Au-delà des conflits, la crise climatique influe également sur ces mouvements de populations. L'intensification des phénomènes liés au réchauffement de la planète, provoqué par l'activité humaine, risque d'aggraver ces déplacements forcés. En Somalie, il y a eu en 2023 deux millions de nouveaux déplacements internes "provoqués par des catastrophes", observe le HCR. Le réchauffement climatique "contribue à de nouveaux déplacements et à des déplacements prolongés", confirme l'agence. Il "exacerbe" aussi "les besoins de protection et les risques" pour les déplacés de force : près des trois quarts d'entre eux vivent dans des pays particulièrement exposés aux risques climatiques. 

"On voit les migrations climatiques comme un risque futur, mais toute une série de migrations sont déjà climatiques aujourd'hui", relève François Gemenne, professeur à HEC et chercheur du Fonds de la recherche scientifique à l'université de Liège. "Des migrations sont classées comme économiques ou politiques, mais elles sont liées au climat." Le contributeur du Giec, spécialiste des migrations climatiques, évoque notamment le cas de populations poussées au départ dans des régions d'Afrique subsaharienne, du fait de la sécheresse. Des conflits liés aux terres, autre source de déplacements, "ont des origines climatiques assez profondes", poursuit le chercheur.

"On a des liens qui vont dans tous les sens entre conflits et questions climatiques. Tant qu'on ne travaillera pas davantage sur les causes et sur les solutions, on va forcément aller à la hausse."

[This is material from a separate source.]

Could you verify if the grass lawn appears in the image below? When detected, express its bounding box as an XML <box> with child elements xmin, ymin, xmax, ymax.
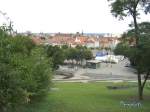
<box><xmin>21</xmin><ymin>82</ymin><xmax>150</xmax><ymax>112</ymax></box>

François Gemenne, spécialiste des migrations climatiques

à franceinfo

D'après le HCR, 6,1 millions de personnes ont pu, en 2023, revenir dans leur région ou pays d'origine. Une perspective encourageante, mais fragile. "Certains de ces retours pourraient ne pas être durables, prévient Shabia Mantoo, prenant l'exemple d'Ukrainiens rentrés chez eux. L'insécurité et l'instabilité persistent. Tant qu'il y a de la violence, ils pourraient être forcés de fuir à nouveau". 

Quelles réponses apporter à ces déplacements qui ne cessent d'augmenter ? Hélène Thiollet le rappelle : les pays du Sud (ou Sud global) prennent très largement en charge les populations déplacées de force. "Il est urgent pour les pays occidentaux de s'interroger sur le rôle qu'ils souhaitent avoir dans la gestion et dans l'accueil des populations déplacées." Pour la chercheuse, ces Etats ne prennent pas suffisamment "leur part".